Have you heard the term Design for Supply Chain?
Construction work plans, supply chain management, project BOMs, production lines, operations management, process-driven design, supplier distribution networks, and their manufacturing processes, how does it all tie together?
I’ve been in the high-tech design delivery space for the better part of 15+ years. This doesn’t make me an expert by any means, but I have had the opportunity during my career to support some of the most novel, aggressive, and challenging methods and means to execute the complex design and build projects.

I’ll start by sharing some observations where I’ve found commonalities: The construction teams will tell you that your design documentation solely provides “design intent” and necessary permitting documentation to the AHJ to get the site work moving. This may be true, but there is no question that design and construction collaboration drives project delivery success.
Let’s pause here: Who defines project success? What does it look like?
You have probably heard the old adage - “do you want cost, schedule, or quality? Pick one, you can’t have all three.” Those days are long gone as project owners demand all three plus safety & sustainability. But behind completing a project safely and with minimal impact to the environment as the priority, we consistently hear schedule certainty being the biggest driver for the end project's users, as demand planning, operations management, revenue, and cash flow are ultimately the drivers behind these mega projects. But what ties all of these variables together?
Design for Supply Chain
If you haven’t heard the term: Design for Supply Chain, let me introduce a new concept to you. “Design for Supply Chain” or DfSC is closely related to Design for Manufacturing and Assembly (DfMA and DfSMA). Similar to DfMA, DfSC is a methodology. Design for Supply Chain encompasses many parts of your existing processes and workflows such as your Construction work planning and supply chain management, project BOMs, supplier production lines, operations management, process-driven design, and associated supplier distribution networks and manufacturing processes. Incorporating DfSC principles in your design delivery operations is a holistic way to think of these areas together to maximize the methodology of your construction project and is simple to implement.
While this concept sounds complex, it is actually simple to implement with a few minor tweaks to your design process and interactions with stakeholders.

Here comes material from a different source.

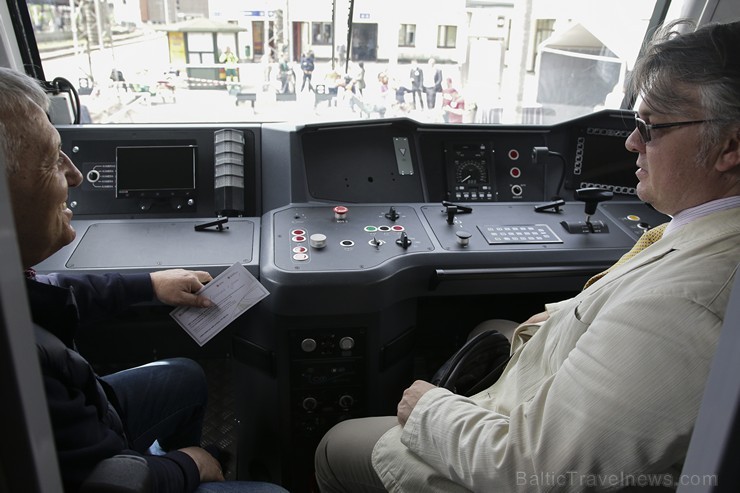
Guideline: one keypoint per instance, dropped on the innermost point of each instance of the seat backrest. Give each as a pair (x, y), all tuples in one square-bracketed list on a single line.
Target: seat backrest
[(714, 451)]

Imagine creating a design that solves not only the technical requirements of the project but helps you anticipate disruption in your supply chain before the project begins. What if you were able to give your customer schedule and delivery with absolute certainty, while you were still delivering permit documents?
What does implementing DfSC principles in your process look like?
From a 50,000-foot view, it means your design process is organized and managed through the lens of your supply chains.
For example, your customer requires a certain type of generator enclosure due to their internal preference or maybe it’s corporate requirements dictating common equipment types across the site. As a project manager or designer, you know this because you’re working off a basis of design (BOD) that dictates the specific generator enclosure. Your team designs and engineers off the latest specification package from the enclosure manufacturer.

16 weeks go by and you complete the design. In the background, your construction partners are patiently waiting for the design and specification information so they can start their procurement process and ultimately deliver the Owner a schedule. Another 2 weeks go by and the GC publishes a preliminary schedule showing a 6-month delay to the Owner’s desired timeline. Tracing that back, the generator enclosure alone is driving a 3-month delay in the ability to complete commissioning and startup because it had to be that specific generator enclosure.
What if you knew of this potential delay during week 1 of design? What if you had the ability to probe the marketplace for other options? This could allow you to offer your customer alternates based on the predicted schedule, potentially influencing some design decisions by the end user to achieve schedule certainty.
The value you’d be providing would go further than design intent and permitting facilitation. The output would be the actual, procurable supply chain mapped bill of materials for the entire project,ready for execution by the construction and delivery partners, complete with schedule certainty.